Comparação de lotes em Porto Alegre
Lotes do mesmo quarteirão com frente para ruas João Alfredo, Luiz Afonso e Joaquim Nabuco (Vermelho: altura máxima de 42m; Amarelo: altura máxima de 12,5m; Laranja: altura máxima 9m). (Dados: Plataforma Ospa Place)
Comparação de lotes em Porto Alegre
Lotes do mesmo quarteirão com frente para ruas João Alfredo, Luiz Afonso e Joaquim Nabuco (Vermelho: altura máxima de 42m; Amarelo: altura máxima de 12,5m; Laranja: altura máxima 9m). (Dados: Plataforma Ospa Place)

Outro impacto grave desse caráter excessivamente restritivo do Plano Diretor de Porto Alegre é estético. Essas limitações volumétricas impedem que arquitetos deem vazão à sua criatividade. Projetos que dariam identidade a bairros a partir de elementos como pavimentos escalonados, torres de variados portes, sacadas e pé direitos de diferentes tamanhos e alturas, dentre outros, dão lugar a edificações que seguem um único padrão estético: “caixotes” cujas dimensões variam de acordo com seus terrenos. Isso resulta em uma identidade visual pobre de edifícios com morfologias muito parecidas.

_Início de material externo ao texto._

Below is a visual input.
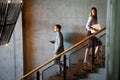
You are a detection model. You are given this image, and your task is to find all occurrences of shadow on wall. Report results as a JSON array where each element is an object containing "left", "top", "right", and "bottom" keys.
[
  {"left": 65, "top": 32, "right": 85, "bottom": 44},
  {"left": 23, "top": 0, "right": 34, "bottom": 74},
  {"left": 64, "top": 26, "right": 86, "bottom": 44}
]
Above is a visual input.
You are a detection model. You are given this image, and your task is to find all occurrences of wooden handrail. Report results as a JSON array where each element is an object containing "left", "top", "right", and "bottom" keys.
[{"left": 19, "top": 27, "right": 106, "bottom": 80}]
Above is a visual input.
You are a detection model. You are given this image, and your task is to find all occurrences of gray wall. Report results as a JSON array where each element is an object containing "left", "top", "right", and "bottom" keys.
[
  {"left": 0, "top": 15, "right": 23, "bottom": 80},
  {"left": 23, "top": 0, "right": 107, "bottom": 73}
]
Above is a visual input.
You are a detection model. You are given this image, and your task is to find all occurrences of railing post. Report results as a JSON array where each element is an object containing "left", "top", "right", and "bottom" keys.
[
  {"left": 63, "top": 55, "right": 66, "bottom": 80},
  {"left": 92, "top": 36, "right": 95, "bottom": 64},
  {"left": 36, "top": 71, "right": 40, "bottom": 80}
]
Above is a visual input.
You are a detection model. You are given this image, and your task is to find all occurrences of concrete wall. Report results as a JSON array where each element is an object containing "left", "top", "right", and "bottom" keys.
[
  {"left": 23, "top": 0, "right": 107, "bottom": 73},
  {"left": 0, "top": 15, "right": 23, "bottom": 80}
]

Leis urbanísticas servem para orientar o desenvolvimento urbano. No caso do Plano Diretor de Porto Alegre, elas impedem que a cidade se torne eficiente, bela e democrática. Como está, a norma incentiva o espraiamento, compromete o funcionamento de serviços e infraestrutura e reduz a qualidade de vida de seus habitantes.

Boa parte da demora na revisão do Plano é creditada à pandemia. Esta também modificou a forma como as pessoas vivem, particularmente como se relacionam com seus espaços de trabalho e moradia. Nesse novo cenário — que se estabelecerá por anos — é urgente rever mecanismos que induzem a capital a dispor do formato que se deseja.